THE ROLE OF GLYOXALASE I IN HYPERGLYCEMIA-INDUCED SENSORY NEURON DAMAGE AND DEVELOPMENT OF DIABETIC SENSORY NEUROPATHY SYMPTOMS

Abstract

Diabetic neuropathy is the most common and debilitating complication of diabetes mellitus with over half of all patients developing altered sensation as a result of damage to peripheral sensory neurons. Hyperglycemia results in altered nerve conduction velocities, loss of epidermal innervation, and the development of painful or painless signs and symptoms in the feet and hands. Current research has been unable to determine if a patient will develop insensate or painful neuropathy or be protected from peripheral nerve damage all together. One of the mechanisms that has been recognized to have a role in the pathogenesis of sensory neuron damage is the process of reactive dicarbonyls forming advanced glycation endproducts (AGEs) as a direct result of hyperglycemia. The glyoxalase system, composed of the enzymes glyoxalase I (GLO1) and glyoxalase II, is the main detoxification pathway involved in breaking down toxic reactive dicarbonyls before producing carbonyl stress and forming AGEs on proteins, lipids, or nucleic acids. The purpose of this study was to explore a role for GLO1 in the development, progression, and/or prevention of diabetic neuropathy in animal models of diabetic neuropathy. Initial studies characterized the pattern of expression of GLO1 in the peripheral nervous system and recognized restricted but variable expression in peptidergic C-fibers responsible for nociception. Diabetic mouse model of painful and insensate neuropathy showed reduced expression of GLO1 correlated with increased mechanical and thermal thresholds, while the strain with elevated GLO1 developed mechanical allodynia. These results suggest an imbalance of fiber types, as a direct result of hyperglycemia damage, may influence the development of signs and symptoms of neuropathy.
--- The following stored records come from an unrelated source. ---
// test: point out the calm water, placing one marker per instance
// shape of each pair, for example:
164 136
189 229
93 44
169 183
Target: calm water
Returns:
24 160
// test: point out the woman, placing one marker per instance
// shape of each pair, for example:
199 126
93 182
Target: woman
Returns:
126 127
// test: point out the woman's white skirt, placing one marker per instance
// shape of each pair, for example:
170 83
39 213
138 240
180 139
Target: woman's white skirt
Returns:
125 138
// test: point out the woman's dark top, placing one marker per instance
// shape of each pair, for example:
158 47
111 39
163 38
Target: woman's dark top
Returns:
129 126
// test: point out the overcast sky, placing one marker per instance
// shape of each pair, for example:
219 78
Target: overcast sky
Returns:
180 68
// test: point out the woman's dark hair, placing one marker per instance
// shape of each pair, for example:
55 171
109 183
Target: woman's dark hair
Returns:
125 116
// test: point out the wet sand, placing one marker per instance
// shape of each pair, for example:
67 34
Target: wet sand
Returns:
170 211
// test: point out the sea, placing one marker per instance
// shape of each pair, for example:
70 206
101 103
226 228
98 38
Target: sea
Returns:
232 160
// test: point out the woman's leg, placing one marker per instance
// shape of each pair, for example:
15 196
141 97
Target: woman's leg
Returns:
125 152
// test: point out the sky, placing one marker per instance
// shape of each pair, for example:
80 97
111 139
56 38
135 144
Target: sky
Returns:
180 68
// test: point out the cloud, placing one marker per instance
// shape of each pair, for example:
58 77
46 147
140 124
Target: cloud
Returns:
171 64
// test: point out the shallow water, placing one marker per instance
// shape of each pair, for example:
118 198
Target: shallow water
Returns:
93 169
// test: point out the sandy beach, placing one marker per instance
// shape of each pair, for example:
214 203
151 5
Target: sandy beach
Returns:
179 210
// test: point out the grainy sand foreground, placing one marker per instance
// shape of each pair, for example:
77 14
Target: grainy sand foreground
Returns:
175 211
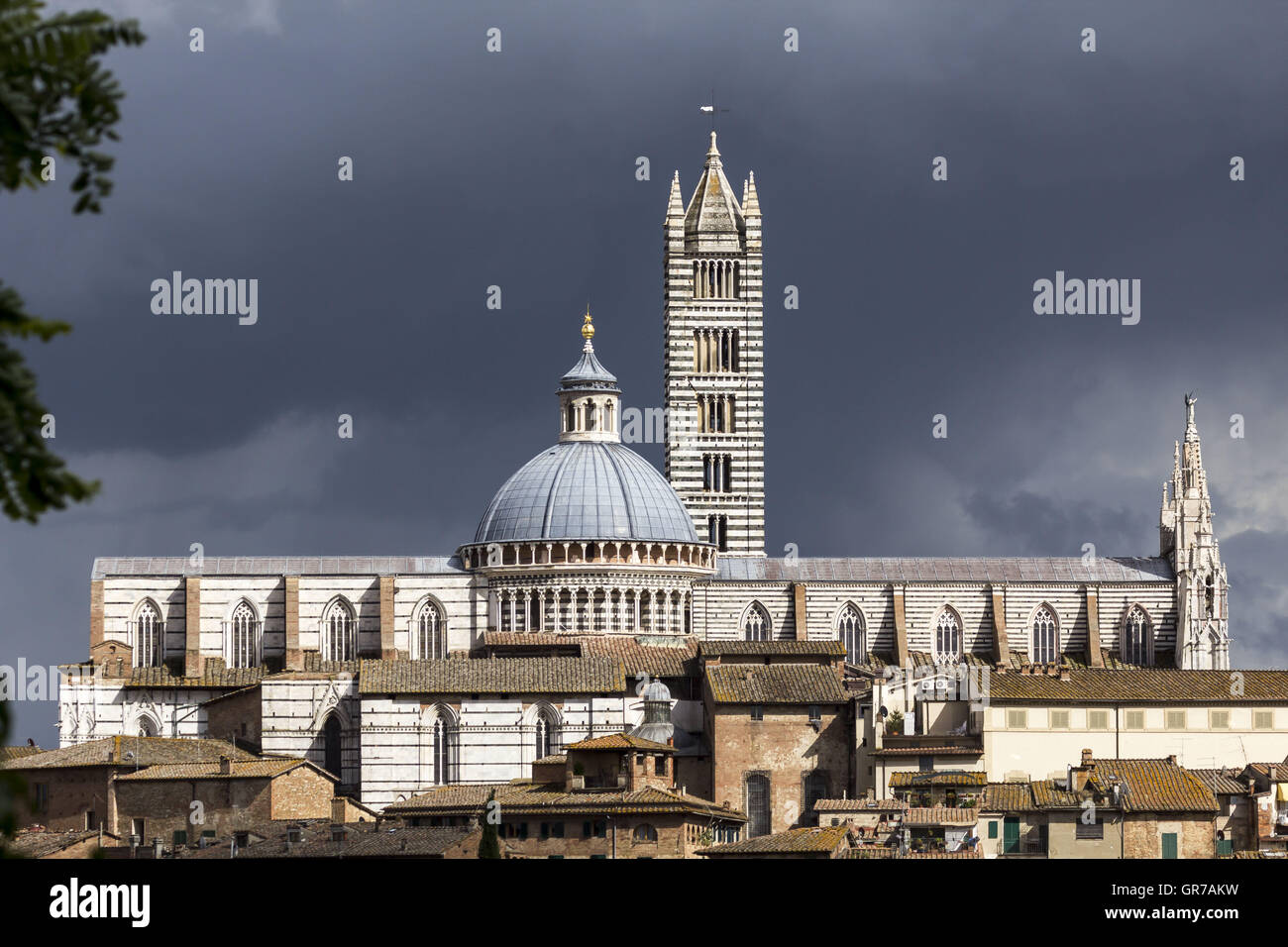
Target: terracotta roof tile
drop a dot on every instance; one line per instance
(130, 751)
(658, 656)
(1222, 781)
(1144, 685)
(1009, 796)
(859, 805)
(793, 841)
(619, 741)
(940, 815)
(524, 796)
(940, 777)
(493, 676)
(818, 647)
(241, 770)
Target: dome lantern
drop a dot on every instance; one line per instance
(589, 397)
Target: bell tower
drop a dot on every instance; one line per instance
(713, 359)
(1186, 539)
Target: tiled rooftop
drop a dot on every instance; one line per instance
(807, 840)
(619, 741)
(493, 676)
(1144, 685)
(776, 684)
(944, 777)
(241, 770)
(943, 570)
(275, 566)
(527, 797)
(829, 647)
(130, 751)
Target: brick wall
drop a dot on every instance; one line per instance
(785, 746)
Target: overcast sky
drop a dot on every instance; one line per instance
(518, 169)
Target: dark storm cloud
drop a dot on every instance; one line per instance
(518, 170)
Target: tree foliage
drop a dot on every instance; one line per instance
(55, 101)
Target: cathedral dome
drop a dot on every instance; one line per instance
(587, 489)
(589, 486)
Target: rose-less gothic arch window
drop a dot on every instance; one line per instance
(849, 626)
(1044, 646)
(244, 637)
(339, 633)
(430, 633)
(948, 635)
(147, 635)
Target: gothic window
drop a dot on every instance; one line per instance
(948, 635)
(755, 626)
(1044, 647)
(850, 631)
(1216, 656)
(717, 532)
(758, 804)
(243, 637)
(545, 733)
(1136, 637)
(149, 635)
(430, 633)
(445, 741)
(339, 633)
(814, 789)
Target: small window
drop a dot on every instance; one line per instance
(1095, 830)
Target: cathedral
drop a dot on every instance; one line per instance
(593, 579)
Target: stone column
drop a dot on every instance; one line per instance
(294, 655)
(386, 617)
(192, 660)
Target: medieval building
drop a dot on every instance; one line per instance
(592, 575)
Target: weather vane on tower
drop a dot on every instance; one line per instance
(713, 110)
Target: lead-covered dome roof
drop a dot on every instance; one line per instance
(587, 489)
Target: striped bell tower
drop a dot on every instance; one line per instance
(713, 375)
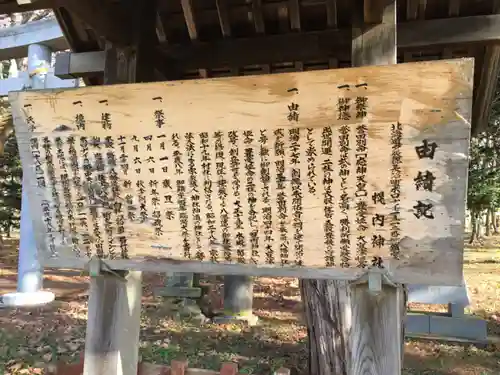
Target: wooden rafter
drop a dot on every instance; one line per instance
(109, 20)
(225, 25)
(187, 9)
(328, 43)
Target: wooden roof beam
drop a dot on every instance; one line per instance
(330, 43)
(225, 25)
(108, 20)
(324, 44)
(187, 9)
(415, 9)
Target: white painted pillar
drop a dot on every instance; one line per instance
(30, 271)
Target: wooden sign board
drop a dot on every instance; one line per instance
(318, 174)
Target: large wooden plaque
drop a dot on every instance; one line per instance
(318, 174)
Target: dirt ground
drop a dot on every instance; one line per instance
(56, 332)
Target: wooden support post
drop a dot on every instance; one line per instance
(113, 325)
(353, 331)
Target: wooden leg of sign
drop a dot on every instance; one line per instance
(113, 325)
(351, 330)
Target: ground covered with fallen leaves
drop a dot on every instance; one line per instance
(31, 339)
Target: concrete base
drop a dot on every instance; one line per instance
(32, 299)
(251, 320)
(464, 327)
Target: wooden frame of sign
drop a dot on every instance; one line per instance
(319, 174)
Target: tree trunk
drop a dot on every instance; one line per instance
(493, 221)
(238, 296)
(487, 224)
(329, 313)
(474, 226)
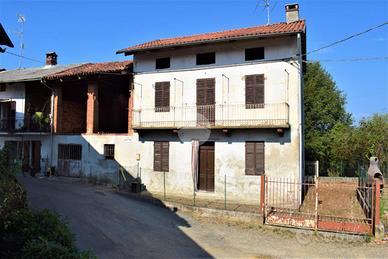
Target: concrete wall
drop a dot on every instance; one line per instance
(45, 151)
(16, 92)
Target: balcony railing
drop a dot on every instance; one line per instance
(12, 124)
(269, 115)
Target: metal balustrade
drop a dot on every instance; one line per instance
(269, 115)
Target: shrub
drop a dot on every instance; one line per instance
(40, 234)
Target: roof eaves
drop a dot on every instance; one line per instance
(200, 42)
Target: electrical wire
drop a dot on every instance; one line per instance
(27, 58)
(347, 38)
(347, 59)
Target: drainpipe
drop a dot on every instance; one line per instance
(52, 121)
(301, 111)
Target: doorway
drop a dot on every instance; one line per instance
(206, 101)
(206, 167)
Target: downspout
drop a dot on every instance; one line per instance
(301, 111)
(52, 122)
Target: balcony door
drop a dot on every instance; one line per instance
(206, 101)
(206, 167)
(7, 115)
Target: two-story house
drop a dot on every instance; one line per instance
(215, 111)
(25, 113)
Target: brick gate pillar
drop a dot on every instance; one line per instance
(57, 119)
(92, 108)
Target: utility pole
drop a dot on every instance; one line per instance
(21, 20)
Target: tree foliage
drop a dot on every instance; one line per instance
(330, 136)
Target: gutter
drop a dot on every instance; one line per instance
(51, 120)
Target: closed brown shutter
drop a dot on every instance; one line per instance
(254, 158)
(157, 156)
(162, 96)
(161, 156)
(254, 91)
(250, 158)
(165, 156)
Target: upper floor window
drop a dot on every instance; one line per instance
(162, 97)
(162, 63)
(109, 151)
(254, 54)
(254, 91)
(206, 58)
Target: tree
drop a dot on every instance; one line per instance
(324, 106)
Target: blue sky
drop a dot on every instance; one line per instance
(91, 31)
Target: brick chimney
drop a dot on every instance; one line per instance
(51, 58)
(292, 13)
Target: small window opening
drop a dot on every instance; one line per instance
(109, 151)
(162, 63)
(206, 58)
(254, 54)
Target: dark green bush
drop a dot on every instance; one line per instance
(40, 234)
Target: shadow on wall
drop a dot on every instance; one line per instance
(120, 227)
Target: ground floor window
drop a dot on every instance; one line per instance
(70, 151)
(109, 151)
(161, 156)
(254, 158)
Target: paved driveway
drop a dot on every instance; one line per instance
(115, 226)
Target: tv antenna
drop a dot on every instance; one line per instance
(21, 20)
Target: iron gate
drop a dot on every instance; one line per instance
(315, 203)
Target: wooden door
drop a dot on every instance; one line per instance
(36, 145)
(206, 101)
(206, 167)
A study of two inbred substrains that vary in GLO1 abundance showed reduced GLO1 correlated with development of mechanical insensitivity, reduced epidermal innervation, and reduced expression of mitochondrial oxidative phosphorylation proteins. Elevated GLO1 protected from these alterations. Finally, methylglyoxal treatment of cultured adult sensory neurons resulted in reduced expression of electron transport chain proteins in certain strains. Together, these studies suggest a protective role for GLO1 in preventing reactive dicarbonyl-mediated alterations of mitochondrial oxidative phosphorylation complexes and the development of insensate neuropathy.